In contrast, Hate Khari (Belgharia) takes an openly partisan stand in Cumulo-nimbus, romanticizing the Naxal movement like many Bengalis still do, ignoring its senseless violence. Himadri Sekhar Dey’s play features an old father who had joined the rebellion, at loggerheads with but dependent on his materialistic son today. The latter’s wife moderates between them, but sympathizes with her father-in-law. Despite Bindiya Ghosh’s good acting, director Debasish Ghosh Dastidar cannot save this script from Biswajit Das’s loud railing and polemics as the father, which works counter-productively, alienating us to see the son (Dey)’s point of view instead.

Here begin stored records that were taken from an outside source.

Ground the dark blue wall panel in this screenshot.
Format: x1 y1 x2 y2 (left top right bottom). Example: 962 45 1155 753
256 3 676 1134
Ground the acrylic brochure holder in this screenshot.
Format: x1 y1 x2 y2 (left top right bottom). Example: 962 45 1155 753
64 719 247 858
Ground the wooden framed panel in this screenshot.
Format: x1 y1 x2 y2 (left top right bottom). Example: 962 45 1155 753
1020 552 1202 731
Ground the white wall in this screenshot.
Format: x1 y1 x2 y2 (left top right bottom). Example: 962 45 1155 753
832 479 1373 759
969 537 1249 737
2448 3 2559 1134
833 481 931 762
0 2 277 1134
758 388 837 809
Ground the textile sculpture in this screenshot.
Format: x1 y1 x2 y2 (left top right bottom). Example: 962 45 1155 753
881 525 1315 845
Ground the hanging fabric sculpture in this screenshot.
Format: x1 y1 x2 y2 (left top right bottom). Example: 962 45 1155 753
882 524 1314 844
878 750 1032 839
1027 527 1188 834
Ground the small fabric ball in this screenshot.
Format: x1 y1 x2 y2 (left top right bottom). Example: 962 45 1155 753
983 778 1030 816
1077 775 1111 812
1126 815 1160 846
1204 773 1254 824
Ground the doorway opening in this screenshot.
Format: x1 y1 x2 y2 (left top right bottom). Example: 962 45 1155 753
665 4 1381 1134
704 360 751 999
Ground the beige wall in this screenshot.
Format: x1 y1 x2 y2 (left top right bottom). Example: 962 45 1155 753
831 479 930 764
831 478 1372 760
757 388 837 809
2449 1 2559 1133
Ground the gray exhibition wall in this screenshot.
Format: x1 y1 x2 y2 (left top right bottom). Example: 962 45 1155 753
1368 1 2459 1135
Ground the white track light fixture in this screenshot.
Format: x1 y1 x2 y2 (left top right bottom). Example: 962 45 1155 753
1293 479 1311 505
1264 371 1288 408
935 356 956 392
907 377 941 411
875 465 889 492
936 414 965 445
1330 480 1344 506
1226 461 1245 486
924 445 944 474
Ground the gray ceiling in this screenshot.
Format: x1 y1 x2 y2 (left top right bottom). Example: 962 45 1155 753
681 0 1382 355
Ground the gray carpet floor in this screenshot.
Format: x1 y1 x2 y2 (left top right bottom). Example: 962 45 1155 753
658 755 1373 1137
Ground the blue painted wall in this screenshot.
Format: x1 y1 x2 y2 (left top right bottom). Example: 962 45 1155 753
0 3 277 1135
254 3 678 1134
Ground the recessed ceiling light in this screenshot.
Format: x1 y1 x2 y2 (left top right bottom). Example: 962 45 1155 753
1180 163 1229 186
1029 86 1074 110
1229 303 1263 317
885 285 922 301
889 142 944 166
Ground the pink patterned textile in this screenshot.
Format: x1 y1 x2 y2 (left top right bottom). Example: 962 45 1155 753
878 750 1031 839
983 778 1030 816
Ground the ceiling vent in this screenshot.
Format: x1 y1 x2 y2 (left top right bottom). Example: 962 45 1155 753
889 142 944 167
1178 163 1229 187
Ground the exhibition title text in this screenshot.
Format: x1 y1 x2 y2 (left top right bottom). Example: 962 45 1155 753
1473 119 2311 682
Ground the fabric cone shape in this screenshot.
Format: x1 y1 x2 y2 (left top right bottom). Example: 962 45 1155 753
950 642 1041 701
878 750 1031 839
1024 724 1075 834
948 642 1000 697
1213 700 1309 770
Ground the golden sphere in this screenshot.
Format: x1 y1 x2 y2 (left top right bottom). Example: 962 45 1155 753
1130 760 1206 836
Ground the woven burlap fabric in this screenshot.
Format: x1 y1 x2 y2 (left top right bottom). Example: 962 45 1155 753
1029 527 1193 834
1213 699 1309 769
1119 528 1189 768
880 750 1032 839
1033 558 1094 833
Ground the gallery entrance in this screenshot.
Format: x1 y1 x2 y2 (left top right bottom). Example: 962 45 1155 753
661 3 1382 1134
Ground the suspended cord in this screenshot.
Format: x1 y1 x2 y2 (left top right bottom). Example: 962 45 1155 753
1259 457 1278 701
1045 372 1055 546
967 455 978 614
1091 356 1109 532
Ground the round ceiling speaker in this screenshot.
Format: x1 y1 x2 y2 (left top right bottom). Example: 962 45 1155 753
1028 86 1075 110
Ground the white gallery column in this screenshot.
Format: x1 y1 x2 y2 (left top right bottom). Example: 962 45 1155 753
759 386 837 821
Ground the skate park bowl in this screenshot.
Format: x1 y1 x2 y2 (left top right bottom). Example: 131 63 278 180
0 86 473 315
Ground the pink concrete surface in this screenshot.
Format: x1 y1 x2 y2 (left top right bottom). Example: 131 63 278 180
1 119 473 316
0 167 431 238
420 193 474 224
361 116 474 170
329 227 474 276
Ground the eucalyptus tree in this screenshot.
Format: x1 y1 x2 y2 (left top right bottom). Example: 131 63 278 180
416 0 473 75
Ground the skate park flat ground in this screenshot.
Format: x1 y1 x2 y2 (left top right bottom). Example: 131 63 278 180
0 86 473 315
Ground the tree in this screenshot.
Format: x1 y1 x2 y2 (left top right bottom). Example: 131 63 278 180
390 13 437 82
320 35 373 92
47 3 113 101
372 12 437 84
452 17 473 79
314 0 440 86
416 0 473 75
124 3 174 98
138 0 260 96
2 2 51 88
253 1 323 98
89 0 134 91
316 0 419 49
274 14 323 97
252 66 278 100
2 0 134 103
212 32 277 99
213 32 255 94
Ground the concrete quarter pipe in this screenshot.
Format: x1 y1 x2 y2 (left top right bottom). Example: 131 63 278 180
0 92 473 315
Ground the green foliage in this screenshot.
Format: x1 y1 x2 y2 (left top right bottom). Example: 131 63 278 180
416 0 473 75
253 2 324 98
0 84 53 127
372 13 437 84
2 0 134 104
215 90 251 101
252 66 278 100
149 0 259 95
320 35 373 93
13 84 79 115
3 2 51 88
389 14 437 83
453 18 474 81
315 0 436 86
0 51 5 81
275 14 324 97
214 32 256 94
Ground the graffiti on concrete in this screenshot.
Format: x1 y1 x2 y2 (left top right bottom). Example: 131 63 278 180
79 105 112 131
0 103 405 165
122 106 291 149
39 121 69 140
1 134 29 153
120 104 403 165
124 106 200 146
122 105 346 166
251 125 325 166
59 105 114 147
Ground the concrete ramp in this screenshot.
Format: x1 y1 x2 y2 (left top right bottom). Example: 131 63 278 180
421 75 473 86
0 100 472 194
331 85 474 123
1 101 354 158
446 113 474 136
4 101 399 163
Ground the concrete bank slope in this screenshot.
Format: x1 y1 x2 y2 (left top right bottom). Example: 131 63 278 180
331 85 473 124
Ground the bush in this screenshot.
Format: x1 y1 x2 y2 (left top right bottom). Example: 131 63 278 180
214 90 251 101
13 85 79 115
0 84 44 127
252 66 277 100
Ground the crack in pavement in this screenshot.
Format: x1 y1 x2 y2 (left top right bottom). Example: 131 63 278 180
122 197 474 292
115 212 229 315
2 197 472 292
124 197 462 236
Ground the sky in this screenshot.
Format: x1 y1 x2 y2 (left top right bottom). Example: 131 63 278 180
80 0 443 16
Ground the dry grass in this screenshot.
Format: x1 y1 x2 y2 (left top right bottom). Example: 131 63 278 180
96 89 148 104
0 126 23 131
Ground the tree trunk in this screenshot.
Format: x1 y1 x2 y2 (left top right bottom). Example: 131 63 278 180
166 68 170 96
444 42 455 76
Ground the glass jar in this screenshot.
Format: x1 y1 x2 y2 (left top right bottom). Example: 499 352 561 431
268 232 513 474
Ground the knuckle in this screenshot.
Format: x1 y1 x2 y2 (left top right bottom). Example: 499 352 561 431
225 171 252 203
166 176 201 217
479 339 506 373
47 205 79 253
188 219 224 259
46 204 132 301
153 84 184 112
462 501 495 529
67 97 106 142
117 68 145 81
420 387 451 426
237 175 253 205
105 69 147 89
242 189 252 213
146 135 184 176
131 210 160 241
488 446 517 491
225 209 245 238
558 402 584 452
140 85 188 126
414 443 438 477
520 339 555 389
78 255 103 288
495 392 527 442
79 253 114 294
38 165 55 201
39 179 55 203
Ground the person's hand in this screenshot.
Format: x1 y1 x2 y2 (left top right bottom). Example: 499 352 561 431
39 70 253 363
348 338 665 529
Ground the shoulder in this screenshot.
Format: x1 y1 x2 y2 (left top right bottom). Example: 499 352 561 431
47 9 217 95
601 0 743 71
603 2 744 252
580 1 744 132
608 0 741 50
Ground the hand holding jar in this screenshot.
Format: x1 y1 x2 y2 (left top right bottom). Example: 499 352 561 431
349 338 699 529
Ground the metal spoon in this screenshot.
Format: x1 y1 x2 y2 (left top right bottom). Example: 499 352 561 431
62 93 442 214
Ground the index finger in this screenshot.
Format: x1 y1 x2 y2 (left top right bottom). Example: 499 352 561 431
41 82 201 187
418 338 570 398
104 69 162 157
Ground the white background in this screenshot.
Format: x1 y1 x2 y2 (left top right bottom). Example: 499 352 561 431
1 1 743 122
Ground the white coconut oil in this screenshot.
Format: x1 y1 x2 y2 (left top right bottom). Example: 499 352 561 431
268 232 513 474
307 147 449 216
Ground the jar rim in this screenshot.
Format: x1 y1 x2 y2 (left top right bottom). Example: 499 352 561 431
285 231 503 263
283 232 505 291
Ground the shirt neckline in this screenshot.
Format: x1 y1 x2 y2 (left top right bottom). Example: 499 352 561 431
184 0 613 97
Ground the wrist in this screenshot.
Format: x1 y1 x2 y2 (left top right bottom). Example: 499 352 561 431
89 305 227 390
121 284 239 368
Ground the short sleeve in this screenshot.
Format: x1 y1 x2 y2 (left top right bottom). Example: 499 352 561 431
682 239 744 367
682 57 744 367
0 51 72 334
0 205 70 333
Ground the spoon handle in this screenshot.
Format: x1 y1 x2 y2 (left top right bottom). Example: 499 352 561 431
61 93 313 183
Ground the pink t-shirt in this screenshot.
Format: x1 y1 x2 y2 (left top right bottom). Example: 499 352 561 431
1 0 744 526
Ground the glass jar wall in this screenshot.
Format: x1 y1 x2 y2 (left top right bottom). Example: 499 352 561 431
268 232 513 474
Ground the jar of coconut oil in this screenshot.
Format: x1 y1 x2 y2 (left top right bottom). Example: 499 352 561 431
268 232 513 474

Another kind of triangle appears in Sesh Sringa by Smaranik (Bengaluru), involving a poet, his wife and a revolutionary friend of theirs who went underground decades ago to escape the police. A sense of guilt drives the poet to disappear in search of him regularly, and go incommunicado for long periods. I believe Amar Mitra intended this drama symbolically, but Sayandeb Bhattacharya directs it literally, converting it into a cross between a love intrigue and a mystery about what happens to the two men. Consequently, Bhattacharya himself in the lead, Supti Basu and Saikat Das get trapped in representational acting when they should have adopted a more stylized presentation as in Ibsen’s When We Dead Awaken.